Hab ich dir nicht geschrieben





> erst lesen, dann neuen Thread erstellen


?
Bist du sicher, dass du wenigstens den 1. Post in diesem Thread gelesen hast?


			
				Norbert Eder hat gesagt.:
			
		

> Aus gegebenen Anlass bitte ich Euch, *alle Fragen und Beiträge zum Thema Visual Basic .NET* (dies betrifft alle die mit Visual Studio 2003/2005 etc. arbeiten) *in den .NET Foren zu erstellen.*


Und .Net Foren ist sogar verlinkt! Einfach mal draufklicken!

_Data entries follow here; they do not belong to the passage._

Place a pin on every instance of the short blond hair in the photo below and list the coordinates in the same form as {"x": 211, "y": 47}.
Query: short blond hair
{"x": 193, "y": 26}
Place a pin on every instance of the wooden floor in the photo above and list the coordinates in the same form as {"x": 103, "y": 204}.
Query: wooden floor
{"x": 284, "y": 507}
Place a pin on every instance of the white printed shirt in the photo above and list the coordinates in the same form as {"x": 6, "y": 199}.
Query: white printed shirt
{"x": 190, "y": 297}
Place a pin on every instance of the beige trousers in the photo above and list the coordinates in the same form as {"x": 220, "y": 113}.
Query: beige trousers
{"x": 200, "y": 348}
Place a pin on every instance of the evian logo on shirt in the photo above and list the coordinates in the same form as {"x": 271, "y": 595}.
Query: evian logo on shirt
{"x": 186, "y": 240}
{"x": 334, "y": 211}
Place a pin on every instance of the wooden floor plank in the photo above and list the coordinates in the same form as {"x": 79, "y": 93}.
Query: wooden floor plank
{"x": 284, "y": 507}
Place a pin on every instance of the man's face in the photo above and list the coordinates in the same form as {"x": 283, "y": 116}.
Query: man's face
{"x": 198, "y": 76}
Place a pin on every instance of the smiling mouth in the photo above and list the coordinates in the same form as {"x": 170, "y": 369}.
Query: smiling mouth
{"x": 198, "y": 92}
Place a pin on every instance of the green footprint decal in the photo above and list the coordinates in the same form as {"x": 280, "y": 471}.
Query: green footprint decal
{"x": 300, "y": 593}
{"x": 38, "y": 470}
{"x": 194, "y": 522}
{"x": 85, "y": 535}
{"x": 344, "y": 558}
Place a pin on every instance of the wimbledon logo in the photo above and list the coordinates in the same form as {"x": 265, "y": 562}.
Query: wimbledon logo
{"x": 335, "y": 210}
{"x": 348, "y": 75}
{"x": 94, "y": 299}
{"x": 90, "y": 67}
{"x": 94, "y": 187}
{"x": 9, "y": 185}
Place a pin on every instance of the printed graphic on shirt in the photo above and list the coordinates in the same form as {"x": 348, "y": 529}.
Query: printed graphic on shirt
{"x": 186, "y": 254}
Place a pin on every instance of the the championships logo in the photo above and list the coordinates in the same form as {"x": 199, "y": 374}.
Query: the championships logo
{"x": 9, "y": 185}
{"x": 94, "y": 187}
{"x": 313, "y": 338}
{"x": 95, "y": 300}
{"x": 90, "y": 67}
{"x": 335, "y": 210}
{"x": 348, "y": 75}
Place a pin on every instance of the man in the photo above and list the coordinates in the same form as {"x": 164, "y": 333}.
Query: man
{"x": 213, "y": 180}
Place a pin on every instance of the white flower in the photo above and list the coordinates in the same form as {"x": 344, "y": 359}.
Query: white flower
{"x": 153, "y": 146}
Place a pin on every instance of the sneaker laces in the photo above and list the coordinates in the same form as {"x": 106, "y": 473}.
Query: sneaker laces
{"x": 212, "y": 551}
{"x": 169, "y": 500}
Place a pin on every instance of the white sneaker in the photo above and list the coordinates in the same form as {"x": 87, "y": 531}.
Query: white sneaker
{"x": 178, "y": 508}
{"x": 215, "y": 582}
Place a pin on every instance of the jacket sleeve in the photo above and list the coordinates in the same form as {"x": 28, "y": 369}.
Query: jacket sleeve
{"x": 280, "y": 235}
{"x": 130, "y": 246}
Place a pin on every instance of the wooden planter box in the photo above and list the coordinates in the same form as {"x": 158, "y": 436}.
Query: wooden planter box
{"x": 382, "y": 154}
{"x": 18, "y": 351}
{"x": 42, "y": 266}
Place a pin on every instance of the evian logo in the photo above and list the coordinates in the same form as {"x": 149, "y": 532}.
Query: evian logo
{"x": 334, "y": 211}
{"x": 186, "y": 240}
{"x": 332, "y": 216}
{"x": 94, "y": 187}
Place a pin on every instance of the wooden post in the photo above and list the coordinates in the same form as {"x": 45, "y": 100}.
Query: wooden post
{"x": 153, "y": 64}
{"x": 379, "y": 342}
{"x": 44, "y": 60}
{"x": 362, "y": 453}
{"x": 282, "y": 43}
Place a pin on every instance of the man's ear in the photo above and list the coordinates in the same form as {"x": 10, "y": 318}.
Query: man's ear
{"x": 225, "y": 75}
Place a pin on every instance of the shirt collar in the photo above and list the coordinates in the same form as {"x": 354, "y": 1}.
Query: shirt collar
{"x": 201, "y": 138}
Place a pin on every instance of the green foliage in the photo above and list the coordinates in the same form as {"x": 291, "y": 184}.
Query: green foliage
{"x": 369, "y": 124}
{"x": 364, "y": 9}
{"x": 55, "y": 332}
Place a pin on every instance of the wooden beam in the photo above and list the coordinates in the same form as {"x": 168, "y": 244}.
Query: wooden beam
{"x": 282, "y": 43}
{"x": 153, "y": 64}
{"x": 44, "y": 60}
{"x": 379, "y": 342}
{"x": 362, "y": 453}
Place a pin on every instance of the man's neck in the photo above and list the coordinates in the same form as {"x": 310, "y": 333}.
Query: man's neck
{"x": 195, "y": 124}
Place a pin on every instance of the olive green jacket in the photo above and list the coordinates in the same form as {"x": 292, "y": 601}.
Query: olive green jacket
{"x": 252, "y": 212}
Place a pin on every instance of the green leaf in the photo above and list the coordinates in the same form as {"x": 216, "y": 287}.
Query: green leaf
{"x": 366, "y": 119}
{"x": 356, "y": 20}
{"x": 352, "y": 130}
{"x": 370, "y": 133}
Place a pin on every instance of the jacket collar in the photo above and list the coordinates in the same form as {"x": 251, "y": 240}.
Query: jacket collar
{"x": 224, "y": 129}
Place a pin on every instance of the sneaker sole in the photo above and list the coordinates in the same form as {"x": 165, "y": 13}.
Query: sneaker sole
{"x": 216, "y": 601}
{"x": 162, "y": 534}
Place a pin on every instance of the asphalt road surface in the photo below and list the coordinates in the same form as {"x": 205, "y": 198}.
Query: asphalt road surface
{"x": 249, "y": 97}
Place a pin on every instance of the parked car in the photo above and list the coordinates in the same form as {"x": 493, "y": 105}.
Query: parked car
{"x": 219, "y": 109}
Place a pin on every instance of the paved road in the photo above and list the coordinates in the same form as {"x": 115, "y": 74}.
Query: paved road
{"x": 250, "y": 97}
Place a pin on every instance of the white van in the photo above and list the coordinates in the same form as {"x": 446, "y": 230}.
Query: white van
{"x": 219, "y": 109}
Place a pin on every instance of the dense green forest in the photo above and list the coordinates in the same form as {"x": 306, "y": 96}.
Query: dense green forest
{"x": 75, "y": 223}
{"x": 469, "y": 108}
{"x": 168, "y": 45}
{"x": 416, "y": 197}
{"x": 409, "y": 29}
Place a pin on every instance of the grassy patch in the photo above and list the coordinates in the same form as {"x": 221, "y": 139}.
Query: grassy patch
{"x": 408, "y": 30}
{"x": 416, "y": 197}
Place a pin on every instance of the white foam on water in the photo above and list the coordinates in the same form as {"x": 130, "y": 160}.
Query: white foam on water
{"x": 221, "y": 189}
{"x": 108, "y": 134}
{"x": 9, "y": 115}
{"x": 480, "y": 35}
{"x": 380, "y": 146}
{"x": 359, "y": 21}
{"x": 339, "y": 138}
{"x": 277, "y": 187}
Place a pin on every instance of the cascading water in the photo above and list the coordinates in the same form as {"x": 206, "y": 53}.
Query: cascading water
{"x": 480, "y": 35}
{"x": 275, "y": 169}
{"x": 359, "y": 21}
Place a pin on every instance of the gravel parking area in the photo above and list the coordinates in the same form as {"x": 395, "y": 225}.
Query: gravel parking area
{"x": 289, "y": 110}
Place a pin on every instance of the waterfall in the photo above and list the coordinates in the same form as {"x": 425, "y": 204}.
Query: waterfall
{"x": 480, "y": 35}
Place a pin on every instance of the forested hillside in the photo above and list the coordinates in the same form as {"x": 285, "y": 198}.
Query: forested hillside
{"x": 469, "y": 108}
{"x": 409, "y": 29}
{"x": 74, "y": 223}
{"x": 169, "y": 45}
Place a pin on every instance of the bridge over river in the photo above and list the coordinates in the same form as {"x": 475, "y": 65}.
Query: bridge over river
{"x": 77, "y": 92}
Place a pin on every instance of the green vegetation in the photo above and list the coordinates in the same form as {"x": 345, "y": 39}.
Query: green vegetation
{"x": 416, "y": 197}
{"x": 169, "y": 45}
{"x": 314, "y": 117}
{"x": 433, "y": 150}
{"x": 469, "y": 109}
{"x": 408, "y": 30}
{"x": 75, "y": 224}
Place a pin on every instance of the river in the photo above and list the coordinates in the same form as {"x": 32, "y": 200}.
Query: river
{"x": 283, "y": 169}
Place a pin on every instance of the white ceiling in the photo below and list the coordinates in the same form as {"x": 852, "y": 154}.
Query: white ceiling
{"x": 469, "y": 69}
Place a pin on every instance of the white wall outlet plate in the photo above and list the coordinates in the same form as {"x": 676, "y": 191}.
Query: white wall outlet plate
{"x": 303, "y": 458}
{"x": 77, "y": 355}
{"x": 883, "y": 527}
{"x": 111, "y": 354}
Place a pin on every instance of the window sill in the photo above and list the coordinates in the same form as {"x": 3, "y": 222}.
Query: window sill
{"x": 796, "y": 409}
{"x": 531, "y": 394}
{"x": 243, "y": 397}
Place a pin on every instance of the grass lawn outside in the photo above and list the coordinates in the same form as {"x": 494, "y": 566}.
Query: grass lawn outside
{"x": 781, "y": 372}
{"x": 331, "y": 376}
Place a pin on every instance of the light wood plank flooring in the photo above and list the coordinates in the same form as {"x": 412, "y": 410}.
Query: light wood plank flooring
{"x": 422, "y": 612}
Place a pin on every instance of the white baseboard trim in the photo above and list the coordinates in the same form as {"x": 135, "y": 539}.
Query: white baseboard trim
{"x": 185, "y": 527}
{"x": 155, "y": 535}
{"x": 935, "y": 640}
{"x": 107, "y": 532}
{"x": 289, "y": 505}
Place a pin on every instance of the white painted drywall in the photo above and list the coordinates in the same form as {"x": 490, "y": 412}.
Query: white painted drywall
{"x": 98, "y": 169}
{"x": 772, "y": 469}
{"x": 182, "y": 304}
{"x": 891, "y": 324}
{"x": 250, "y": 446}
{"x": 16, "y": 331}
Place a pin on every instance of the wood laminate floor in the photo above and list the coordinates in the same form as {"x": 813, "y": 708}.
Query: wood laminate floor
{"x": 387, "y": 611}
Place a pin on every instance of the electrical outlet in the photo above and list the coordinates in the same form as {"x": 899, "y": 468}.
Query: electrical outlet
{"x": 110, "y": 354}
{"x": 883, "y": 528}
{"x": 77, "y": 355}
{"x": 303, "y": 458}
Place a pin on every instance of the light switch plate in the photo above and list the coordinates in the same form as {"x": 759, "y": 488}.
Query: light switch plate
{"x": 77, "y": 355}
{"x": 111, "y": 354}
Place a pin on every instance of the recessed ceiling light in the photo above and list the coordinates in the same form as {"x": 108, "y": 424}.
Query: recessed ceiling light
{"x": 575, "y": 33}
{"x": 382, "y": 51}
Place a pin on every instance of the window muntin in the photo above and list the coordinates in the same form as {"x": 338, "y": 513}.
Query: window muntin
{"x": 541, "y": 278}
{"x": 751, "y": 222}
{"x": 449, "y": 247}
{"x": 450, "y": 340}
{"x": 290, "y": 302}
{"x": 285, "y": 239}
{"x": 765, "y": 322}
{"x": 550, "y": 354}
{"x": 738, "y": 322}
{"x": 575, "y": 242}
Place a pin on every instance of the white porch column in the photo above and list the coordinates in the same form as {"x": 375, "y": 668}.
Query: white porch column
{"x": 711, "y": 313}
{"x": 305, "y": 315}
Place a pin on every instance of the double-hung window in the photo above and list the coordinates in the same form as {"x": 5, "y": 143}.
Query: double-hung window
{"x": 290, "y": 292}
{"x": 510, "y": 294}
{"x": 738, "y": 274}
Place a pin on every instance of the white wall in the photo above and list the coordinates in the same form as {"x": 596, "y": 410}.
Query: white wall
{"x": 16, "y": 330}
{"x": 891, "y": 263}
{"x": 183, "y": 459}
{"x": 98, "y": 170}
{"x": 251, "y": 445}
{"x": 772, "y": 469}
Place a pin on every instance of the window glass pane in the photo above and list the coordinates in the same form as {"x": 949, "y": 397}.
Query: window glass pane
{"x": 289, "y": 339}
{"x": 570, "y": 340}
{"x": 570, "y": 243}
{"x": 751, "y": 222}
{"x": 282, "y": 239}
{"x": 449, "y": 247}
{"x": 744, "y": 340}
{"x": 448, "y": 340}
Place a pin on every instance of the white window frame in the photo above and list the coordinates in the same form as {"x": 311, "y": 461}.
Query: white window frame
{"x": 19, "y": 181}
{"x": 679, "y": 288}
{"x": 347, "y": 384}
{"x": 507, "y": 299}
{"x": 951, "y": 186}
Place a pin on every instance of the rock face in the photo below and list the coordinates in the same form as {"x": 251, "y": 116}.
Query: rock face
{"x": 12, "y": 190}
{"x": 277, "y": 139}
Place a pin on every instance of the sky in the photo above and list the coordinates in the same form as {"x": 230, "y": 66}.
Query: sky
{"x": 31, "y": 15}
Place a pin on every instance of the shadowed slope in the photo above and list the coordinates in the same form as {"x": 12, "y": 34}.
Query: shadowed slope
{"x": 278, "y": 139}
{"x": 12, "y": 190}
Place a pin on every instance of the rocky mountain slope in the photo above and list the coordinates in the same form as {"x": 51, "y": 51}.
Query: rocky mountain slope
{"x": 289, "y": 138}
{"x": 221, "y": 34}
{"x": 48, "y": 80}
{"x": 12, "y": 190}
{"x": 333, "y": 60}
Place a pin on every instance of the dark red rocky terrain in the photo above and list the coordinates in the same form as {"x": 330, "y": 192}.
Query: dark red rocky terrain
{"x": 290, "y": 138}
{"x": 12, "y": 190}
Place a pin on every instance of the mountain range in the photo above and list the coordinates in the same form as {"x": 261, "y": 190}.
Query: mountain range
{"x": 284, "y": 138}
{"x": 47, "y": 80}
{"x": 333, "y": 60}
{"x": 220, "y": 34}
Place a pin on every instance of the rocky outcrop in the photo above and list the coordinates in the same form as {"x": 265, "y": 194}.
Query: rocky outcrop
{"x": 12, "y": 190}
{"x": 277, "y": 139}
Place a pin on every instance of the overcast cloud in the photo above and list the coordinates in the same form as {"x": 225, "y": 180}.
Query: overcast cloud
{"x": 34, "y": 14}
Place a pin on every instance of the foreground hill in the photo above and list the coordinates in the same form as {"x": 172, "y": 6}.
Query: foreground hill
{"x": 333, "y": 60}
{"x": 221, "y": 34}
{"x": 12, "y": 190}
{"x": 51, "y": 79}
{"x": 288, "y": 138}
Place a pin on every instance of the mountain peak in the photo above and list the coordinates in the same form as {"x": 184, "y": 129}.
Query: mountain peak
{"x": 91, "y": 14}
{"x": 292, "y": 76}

Dann bist du richtig.


----------



## Alex F. (2. April 2007)

Sollte man nicht vielleicht mal überlegen diesen Artikel:
http://www.tutorials.de/net/68733-kostenloses-vb-net-ebook.html
nicht als ersten artikel im VB6 Forum zu sehen.
Denn das verleitet ja geradezu nicht genau zu lesen und einfach dumpf zu posten.


----------



## Dario Linsky (15. Juni 2008)

Das Thema zum Galileo-Buch wurde ins .net-Forum verschoben. Vielleicht hilfts ja...


----------